It depends. The answer rests on the age of your machine, the newer the machine, the better the chance that we can upgrade your machine without any problems. If your machine is older than 3 years old, we need to check to make sure the machine will work properly. We did about 350 upgrades from Windows 7 to Windows 10 at the end of last year into 2020 and had only a few that would not upgrade or upgraded but had some other issue when put back into use. I am sure you have heard that you cannot upgrade from Windows 7 to Windows 10 without having to buy a license for Windows 10 after July 2016 but that is not correct. Microsoft wanted to get people off Windows 7 as fast as possible, so they offered to allow for free upgrades to Windows 10. Their goal was to get a billion PCS/laptops running Windows 10. Five years later, they are getting closer to that goal with Windows 10 PCs passing Windows 7 PCs. Microsoft ended updates to Windows 7 in Jan. 2020 to add more pressure to get people to move. This means that if a new security hole is discovered in Windows 7 they will likely not issue a fix. But if history repeats itself, something bad is likely to get a fix as Microsoft did when trying to get people off Windows XP and a security hole was discovered and they issued several patches after the end of support. Should you wait to see if they will issue additional patches for Windows 7, in a word NO.

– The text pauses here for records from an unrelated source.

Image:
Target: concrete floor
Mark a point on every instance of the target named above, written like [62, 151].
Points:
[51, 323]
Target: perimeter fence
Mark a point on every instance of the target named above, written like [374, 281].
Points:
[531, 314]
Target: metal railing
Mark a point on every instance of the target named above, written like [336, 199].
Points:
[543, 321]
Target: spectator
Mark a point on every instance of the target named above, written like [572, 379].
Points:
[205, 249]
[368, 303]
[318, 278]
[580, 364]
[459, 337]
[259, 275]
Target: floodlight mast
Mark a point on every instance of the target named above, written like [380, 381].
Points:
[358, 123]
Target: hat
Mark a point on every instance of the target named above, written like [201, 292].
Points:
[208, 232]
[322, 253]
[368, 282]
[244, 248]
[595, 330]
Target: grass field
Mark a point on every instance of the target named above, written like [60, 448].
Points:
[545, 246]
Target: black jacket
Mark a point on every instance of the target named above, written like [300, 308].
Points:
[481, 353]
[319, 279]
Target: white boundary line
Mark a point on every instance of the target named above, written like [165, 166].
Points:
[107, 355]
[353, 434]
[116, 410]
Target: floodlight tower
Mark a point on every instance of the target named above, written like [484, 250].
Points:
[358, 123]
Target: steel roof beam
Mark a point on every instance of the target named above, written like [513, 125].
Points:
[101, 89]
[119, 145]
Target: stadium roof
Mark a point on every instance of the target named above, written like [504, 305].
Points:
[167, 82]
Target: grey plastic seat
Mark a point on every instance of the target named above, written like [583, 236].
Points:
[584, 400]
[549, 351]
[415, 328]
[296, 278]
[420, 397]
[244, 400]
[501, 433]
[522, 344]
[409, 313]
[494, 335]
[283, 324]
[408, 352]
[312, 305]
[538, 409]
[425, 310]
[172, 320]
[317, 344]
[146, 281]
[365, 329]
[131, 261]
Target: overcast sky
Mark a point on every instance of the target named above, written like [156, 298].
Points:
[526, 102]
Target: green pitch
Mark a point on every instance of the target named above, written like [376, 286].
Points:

So why would you just buy a new machine? The main reason is that the PC you have now is not capable of going to Windows 10 because the manufacturer has decided not to update the software drivers for the hardware. Sometimes you can find the software drivers from other sources but you usually have to try several until you find the correct one for the machine. The other reason is that you will get a much faster machine when purchasing new. The new machine will have more memory, a larger hard drive and more than likely much better graphics improving what you see on the screen.

Why upgrade? You do not want to make the investment in a new machine. Your current machine is new enough that you can upgrade without the investment in a new machine. I have installed Windows 10 on a machine that was also running Windows 7 because the customer needed to continue to run programs that were not capable with Windows 10. This is called a dual boot where the PC starts up and stops to let you decide which operating system you want to run. This particular customer has a very nice PC with lots of memory, hard drive space and expensive video graphics cards. This machine has everything needed to run Windows 10 and Windows 7 without any problems.